Heading back to square one

The most bewildering new job can be the old one — that front-office welcome desk or highway hamburger stand you swore you’d never circle back to.

Tough times have a way of kicking ambitious young upstarts back to an entry-level job at Square One, Inc. What quicker way to nab rent or relearn the tedium of a past existence?

Still, though career counselors concede how that deja vu can be disorienting, it need not be devastating.

“When you go back to a previously held job, you can feel stuck, like, ‘I can’t seem to get out of here,’” New York City-based career coach Barbara Frankel says. “But you have to put your feelings aside.”

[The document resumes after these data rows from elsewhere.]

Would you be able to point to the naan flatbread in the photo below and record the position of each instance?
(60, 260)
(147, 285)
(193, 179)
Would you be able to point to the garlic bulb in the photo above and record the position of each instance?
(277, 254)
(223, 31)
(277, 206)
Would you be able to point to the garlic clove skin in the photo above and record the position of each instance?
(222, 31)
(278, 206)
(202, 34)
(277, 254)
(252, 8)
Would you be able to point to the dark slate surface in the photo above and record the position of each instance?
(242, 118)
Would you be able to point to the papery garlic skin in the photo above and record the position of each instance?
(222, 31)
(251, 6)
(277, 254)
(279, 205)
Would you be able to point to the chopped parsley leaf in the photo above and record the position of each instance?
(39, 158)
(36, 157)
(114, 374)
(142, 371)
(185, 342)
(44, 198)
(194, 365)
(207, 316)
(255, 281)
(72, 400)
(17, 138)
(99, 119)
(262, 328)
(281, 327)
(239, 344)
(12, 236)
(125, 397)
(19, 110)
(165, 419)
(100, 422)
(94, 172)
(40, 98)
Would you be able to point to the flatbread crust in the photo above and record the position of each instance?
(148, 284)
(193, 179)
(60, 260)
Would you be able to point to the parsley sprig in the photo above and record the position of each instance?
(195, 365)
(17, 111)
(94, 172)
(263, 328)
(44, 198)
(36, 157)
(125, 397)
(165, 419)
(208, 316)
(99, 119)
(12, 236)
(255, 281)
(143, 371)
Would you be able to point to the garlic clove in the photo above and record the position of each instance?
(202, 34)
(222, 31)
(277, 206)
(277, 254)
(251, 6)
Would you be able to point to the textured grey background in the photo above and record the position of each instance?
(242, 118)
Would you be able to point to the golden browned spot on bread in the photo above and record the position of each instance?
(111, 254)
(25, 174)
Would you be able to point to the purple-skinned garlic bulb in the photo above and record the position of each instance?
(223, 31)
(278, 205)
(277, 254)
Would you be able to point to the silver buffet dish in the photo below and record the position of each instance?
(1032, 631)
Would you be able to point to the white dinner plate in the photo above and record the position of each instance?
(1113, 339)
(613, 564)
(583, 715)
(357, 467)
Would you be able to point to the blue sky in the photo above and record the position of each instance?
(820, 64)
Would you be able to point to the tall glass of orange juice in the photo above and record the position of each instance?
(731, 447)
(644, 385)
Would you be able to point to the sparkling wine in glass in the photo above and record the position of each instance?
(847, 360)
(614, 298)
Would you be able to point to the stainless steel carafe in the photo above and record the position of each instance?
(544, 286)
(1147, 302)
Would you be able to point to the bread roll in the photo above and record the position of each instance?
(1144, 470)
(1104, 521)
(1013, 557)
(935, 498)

Start by emotionally investing yourself in the all-too-familiar drab right from the second day one.

“Rather than saying to yourself, ‘I’m better than this,’ have pride in a job well done,” Sirius Radio’s “Making a Living” host Maggie Maggie Mistal offers. “You get something from it, even if the job itself doesn’t have much status in it.”

But, settling into a pre-worn desk chair doesn’t mean settling for it. If you don’t rethink your choices, you could trap yourself in a career loop.

“You have to know what your end goal is,” Frankel emphasizes.

Once you’ve set some ambitions down, go for it — even if that requires moonlighting interning or studying on precious off hours.

“Stay career-relevant by taking classes, networking and continuing to job-search in your field,” Mistal encourages. “You might also want to start a side business that does showcase your expertise.”

For strivers who are re-rehearsing rote motions from a drab past life, there’s no side hustle quite like freelancing, she says.

“Having freelance work on your résumé will look better than a backwards career move,” she says.